Racing’s finances depend on as many people as possible betting, so it seemed a touch ironic that Responsible Gambling Awareness Week coincided with Ascot’s glorious British Champions Day, a day that showcased almost everything good the sport has to offer.

The Irish genius Aidan O’Brien duly equalled the world record of 25 Group One wins in a season with Hydrangea capturing the Fillies and Mares Stakes. The long-striding Cracksman’s demolition of the Champion Stakes field provided the first Group One victory in Europe by a horse sired by Frankel. Racing’s cheerleader Frankie Dettori celebrated with his trademark flying dismount from both Cracksman and the grey filly Persuasive, on whom he swooped to victory in the Queen Elizabeth Stakes. Both were trained by John Gosden. Was he worried about keeping fillies like Persuasive going to October, he was asked. Not at all, he replied. Fillies go through hell in the spring, coming into season and suffering hormonal problems even worse than those of adolescent boys. ‘Come the autumn, everything has settled down and they can focus on their racing.’ With both Cracksman and the Arc-winning filly Enable staying in training next year, the ever-thoughtful and courteous Gosden is becoming a true figurehead in British racing, a sport that provides employment for 20,000 people. In any other business he would have been given a knighthood long ago.

Just as enjoyable was the victory of the 10–1 shot Librisa Breeze in the Champions Sprint, a significant success for the lesser-known but advancing trainer Dean Ivory and jockey Robert Winston, who had postponed retirement thoughts because he liked her so much. Which brings us back to gambling awareness. Librisa Breeze completed an extraordinary week for her owner Tony Bloom. The chairman of Brighton Football Club, the Premier League new boys who had the night before scored their biggest success yet, Bloom had the previous Saturday seen his horse Withhold, trained by Roger Charlton, land the smoothest coup of the year in the Cesarewitch. Bought in France in 2016 for £170,000, Withhold had been gelded, and despite impressive homework he was not given a full 2017 season. Instead his handicap mark was protected by giving him just one pipe-clearing outing over a shorter distance before the autumn race and the services of the champion jockey Silvestre de Sousa were secured. The 5–1 price in a field of 33 confirmed that a massive gamble had been landed.


Non-racing friends coming across this column regularly ask me two questions. First: ‘Are you a gambler?’ And second: ‘Don’t gamblers always lose, long-term?’

My answer to question one is, ‘No,’ repeated with fervour if Mrs Oakley is listening. I point out that having reached three score years and ten, I no longer lay down wine to mature, and hazarding money on cards or the spinning of a roulette wheel has no appeal for me. But I do bet on horses. Going racing and not having a bet would make me feel like the female character in Kipling who declared that kissing a man without a moustache was like eating an egg without salt.
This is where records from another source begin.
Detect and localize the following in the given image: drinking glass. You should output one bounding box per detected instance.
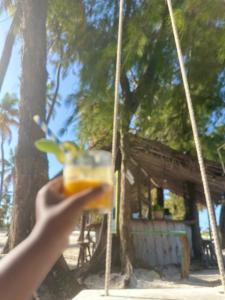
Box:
[63,150,113,212]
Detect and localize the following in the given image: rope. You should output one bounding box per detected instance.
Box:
[105,0,123,296]
[166,0,225,292]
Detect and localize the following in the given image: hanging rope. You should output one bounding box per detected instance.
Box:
[105,0,123,296]
[166,0,225,292]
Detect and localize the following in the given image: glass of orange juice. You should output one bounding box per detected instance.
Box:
[63,150,113,212]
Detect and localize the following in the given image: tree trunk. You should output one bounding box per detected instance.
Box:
[220,204,225,249]
[5,0,79,299]
[156,188,164,207]
[119,126,133,287]
[184,182,202,260]
[0,134,5,205]
[10,0,48,249]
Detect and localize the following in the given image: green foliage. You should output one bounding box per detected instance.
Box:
[48,0,225,159]
[164,193,185,220]
[35,138,79,163]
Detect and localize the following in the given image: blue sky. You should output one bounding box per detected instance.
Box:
[0,14,220,229]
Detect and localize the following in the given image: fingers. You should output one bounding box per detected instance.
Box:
[60,184,111,210]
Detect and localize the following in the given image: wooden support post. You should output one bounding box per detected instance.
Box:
[179,235,190,278]
[184,182,202,260]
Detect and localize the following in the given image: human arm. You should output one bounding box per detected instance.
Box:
[0,178,108,300]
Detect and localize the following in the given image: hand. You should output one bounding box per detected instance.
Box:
[36,177,111,247]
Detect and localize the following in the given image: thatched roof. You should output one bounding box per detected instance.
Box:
[129,135,225,203]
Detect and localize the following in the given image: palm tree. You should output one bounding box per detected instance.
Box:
[0,94,18,203]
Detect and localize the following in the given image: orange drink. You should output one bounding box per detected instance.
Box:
[63,151,112,211]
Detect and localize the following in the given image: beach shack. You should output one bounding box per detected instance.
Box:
[121,135,225,267]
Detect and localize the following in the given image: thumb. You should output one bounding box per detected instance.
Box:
[61,184,112,211]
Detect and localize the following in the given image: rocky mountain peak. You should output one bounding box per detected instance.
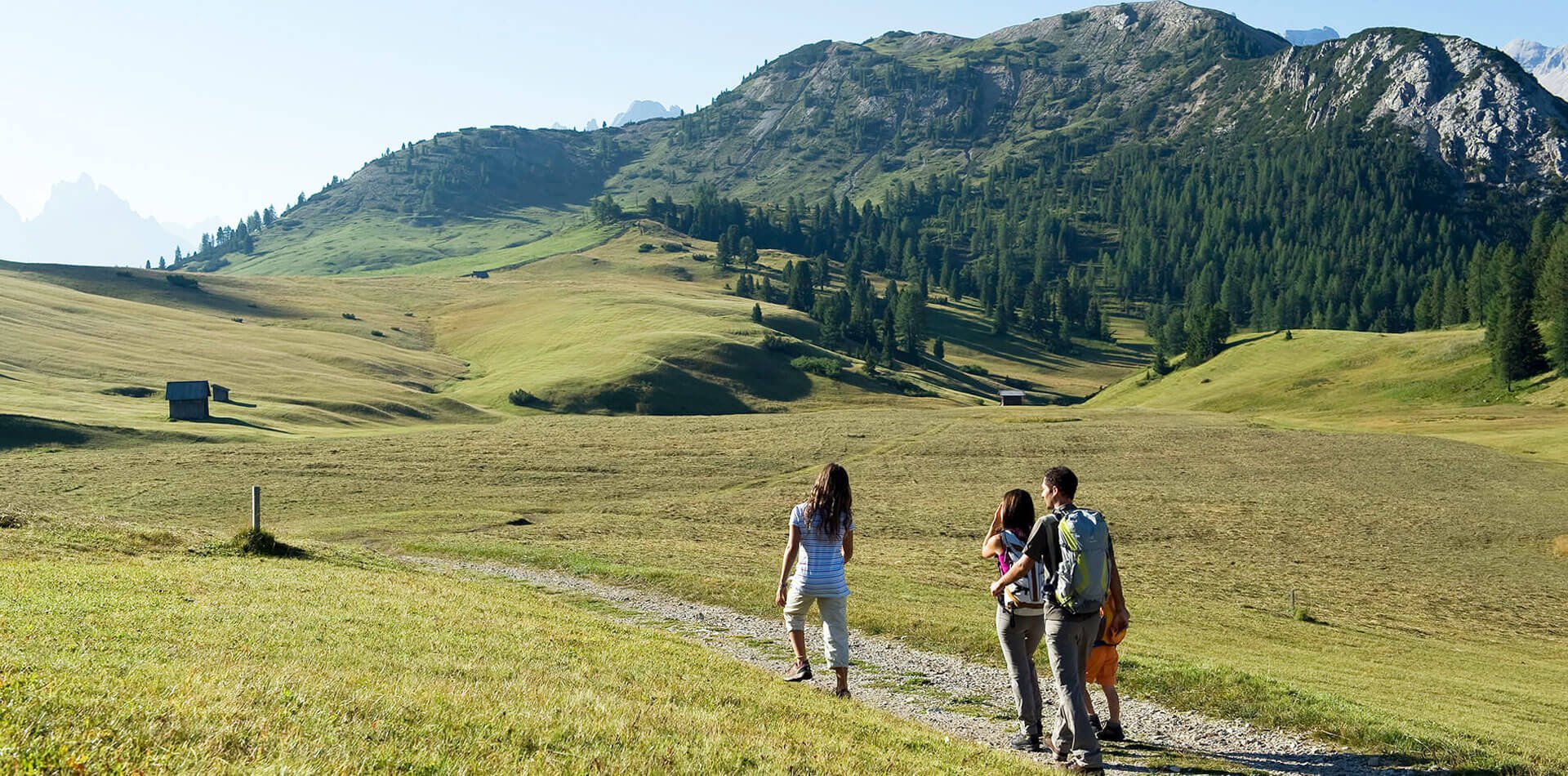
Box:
[1268,29,1568,185]
[1502,39,1568,100]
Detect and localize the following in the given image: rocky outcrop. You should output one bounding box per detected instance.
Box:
[1284,27,1343,46]
[1259,29,1568,185]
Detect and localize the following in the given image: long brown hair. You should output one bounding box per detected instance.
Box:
[806,464,853,536]
[1000,489,1035,533]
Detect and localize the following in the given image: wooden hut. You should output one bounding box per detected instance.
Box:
[163,379,212,420]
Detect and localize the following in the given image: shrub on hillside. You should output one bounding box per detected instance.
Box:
[876,375,936,397]
[230,530,305,558]
[506,389,550,409]
[789,356,844,378]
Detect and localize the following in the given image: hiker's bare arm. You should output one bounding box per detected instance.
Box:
[980,533,1002,560]
[980,506,1002,560]
[773,525,800,607]
[1108,553,1132,631]
[991,555,1035,595]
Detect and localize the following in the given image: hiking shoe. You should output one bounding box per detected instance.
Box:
[1062,760,1106,776]
[784,660,811,682]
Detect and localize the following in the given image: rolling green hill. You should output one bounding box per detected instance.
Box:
[1088,329,1568,462]
[172,0,1568,349]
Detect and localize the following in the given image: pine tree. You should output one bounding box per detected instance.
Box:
[740,235,757,270]
[1539,213,1568,377]
[1488,244,1548,390]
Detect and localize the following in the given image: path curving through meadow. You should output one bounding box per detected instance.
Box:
[402,556,1435,776]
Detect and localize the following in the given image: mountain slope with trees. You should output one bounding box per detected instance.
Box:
[162,0,1568,376]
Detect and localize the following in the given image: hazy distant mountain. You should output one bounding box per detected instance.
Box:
[1502,38,1568,100]
[0,199,22,259]
[1284,27,1343,46]
[610,100,685,127]
[0,174,194,266]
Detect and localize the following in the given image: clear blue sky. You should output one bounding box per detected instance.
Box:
[0,0,1568,223]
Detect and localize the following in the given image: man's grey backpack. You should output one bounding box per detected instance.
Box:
[1054,506,1110,614]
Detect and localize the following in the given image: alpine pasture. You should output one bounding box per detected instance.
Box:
[0,232,1568,773]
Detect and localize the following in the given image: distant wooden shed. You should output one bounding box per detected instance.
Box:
[163,379,212,420]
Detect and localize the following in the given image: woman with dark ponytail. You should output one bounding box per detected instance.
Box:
[980,491,1048,751]
[774,464,854,698]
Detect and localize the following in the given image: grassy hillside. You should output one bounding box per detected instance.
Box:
[0,408,1568,773]
[0,227,1138,444]
[1089,329,1568,462]
[0,265,488,437]
[0,520,1036,773]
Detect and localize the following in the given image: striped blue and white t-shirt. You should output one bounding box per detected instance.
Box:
[789,503,854,599]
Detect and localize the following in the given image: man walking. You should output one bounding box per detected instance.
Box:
[991,466,1132,773]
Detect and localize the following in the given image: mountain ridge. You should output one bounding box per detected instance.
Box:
[1502,38,1568,100]
[0,172,194,266]
[175,0,1568,291]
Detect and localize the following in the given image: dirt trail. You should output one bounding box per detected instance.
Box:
[403,556,1432,776]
The answer to question two is effectively, ‘Not if they are Tony Bloom, they don’t,’ confirmed in the book Gambling For Life (Sport Media, £16.99). Neil Harman’s vivid biography of Harry Findlay, the professional gambler who half-owned Gold Cup winner Denman and was once memorably described by trainer Paul Nicholls as ‘a mouth in search of a microphone’, tells how Findlay, who added welcome colour to the jumping scene during Denman’s career, once lost £2.5 million when the All Blacks were knocked out of the Rugby World Cup. In the 1998 football World Cup, he signed over his house for £90,000 to acquire some stake money and turned it into £1.5 million. Most of Findlay’s money, perhaps only temporarily, has gone, but with Tony Bloom, who once shared 42 horses with Harry before they split both as business colleagues and racing partners, it is a different story.

Known as ‘The Lizard’ when he was a world championship poker player, the much quieter, more private Bloom is a maths graduate who typifies the new gambling world of algorithms and computer technology. His Starlizard betting consultancy uses intricate statistical models to calculate football betting odds more accurately than the bookmakers. With dozens of mathematical whizz-kids on board, it treats gambling the way hedge funds treat stocks. First with the help of Findlay but later on his own, Bloom has made a serious fortune from the highly technical ‘Asian Handicap’ football markets, enough for him to have pumped £200 million into Brighton and Hove Albion alone.

Betting is all about finding an edge. The Lizard’s ‘appliance of science’ offers one. We minor punters must settle instead for a horse wearing blinkers for the first time or a jockey who could have had a full book of rides at Sandown going to Musselburgh for a single mount. Then we find later that the blinkers were fitted because the horse is a rogue and that the jockey only went north for his parents’ silver wedding.